A dose escalation trial of adjuvant cyclophosphamide and epirubicin in combination with 5-fluorouracil using G-CSF support for premenopausal women with breast cancer involving four or more positive nodes

BACKGROUND: Dose-dense and dose-intensive regimens have improved the outcome of breast cancer in high-risk women with operable disease. PATIENTS AND METHODS: Sixty-three premenopausal women with Stage 2, 3 breast cancer and > or =4 positive axillary nodes were treated in three successive cohorts with 70 mg/m(2) of epirubicin, 500 mg/m(2) of 5-fluorouracil and G-CSF every 14 days for 12 cycles. Cyclophosphamide (C) was given at 700 mg/m(2), 900 mg/m(2), and 1100 mg/m(2) doses.
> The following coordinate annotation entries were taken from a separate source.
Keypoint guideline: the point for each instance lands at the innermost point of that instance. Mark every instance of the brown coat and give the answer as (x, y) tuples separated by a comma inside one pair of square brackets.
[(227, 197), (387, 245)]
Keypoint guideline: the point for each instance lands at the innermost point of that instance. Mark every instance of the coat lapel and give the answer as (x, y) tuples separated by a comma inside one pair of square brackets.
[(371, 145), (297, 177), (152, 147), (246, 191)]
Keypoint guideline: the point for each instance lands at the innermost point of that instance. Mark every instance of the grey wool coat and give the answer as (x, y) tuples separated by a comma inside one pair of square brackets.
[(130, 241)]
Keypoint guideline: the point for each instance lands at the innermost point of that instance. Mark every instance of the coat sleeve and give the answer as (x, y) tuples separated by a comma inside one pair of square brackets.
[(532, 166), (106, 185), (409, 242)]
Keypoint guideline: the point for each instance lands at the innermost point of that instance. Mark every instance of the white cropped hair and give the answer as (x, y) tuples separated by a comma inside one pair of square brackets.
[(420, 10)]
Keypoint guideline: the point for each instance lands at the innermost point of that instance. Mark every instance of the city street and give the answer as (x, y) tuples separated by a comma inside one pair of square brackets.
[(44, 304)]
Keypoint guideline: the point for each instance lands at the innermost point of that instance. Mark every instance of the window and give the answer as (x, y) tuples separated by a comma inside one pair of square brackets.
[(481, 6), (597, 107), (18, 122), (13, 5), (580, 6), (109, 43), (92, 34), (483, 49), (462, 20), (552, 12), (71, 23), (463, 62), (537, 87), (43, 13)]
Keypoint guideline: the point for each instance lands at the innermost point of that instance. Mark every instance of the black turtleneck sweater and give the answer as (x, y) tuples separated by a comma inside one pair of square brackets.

Patients were evaluated for dose-limiting toxicities (DLTs) in the first four cycles, the primary endpoint of the trial. RESULTS: No DLTs were seen at C 700 mg/m(2); at C 900 mg/m(2) two of 16 patients experienced febrile neutropenia and poor performance status; at C 1100 mg/m(2), 1 of 31 patients experienced poor performance status. Over 6 months, febrile neutropenia, grade 4 thrombocytopenia, grade 3 anemia and severe fatigue were observed. Clinical congestive heart failure occurred in three patients over 4 years. CONCLUSION: A dose-intense and dose-dense regimen of cyclophosphamide, epirubicin and 5-fluorouracil was delivered with G-CSF without apparent increase in acute toxicity. Cyclophosphamide could be increased to more than twice the standard dose at the cost of more anemia and fatigue.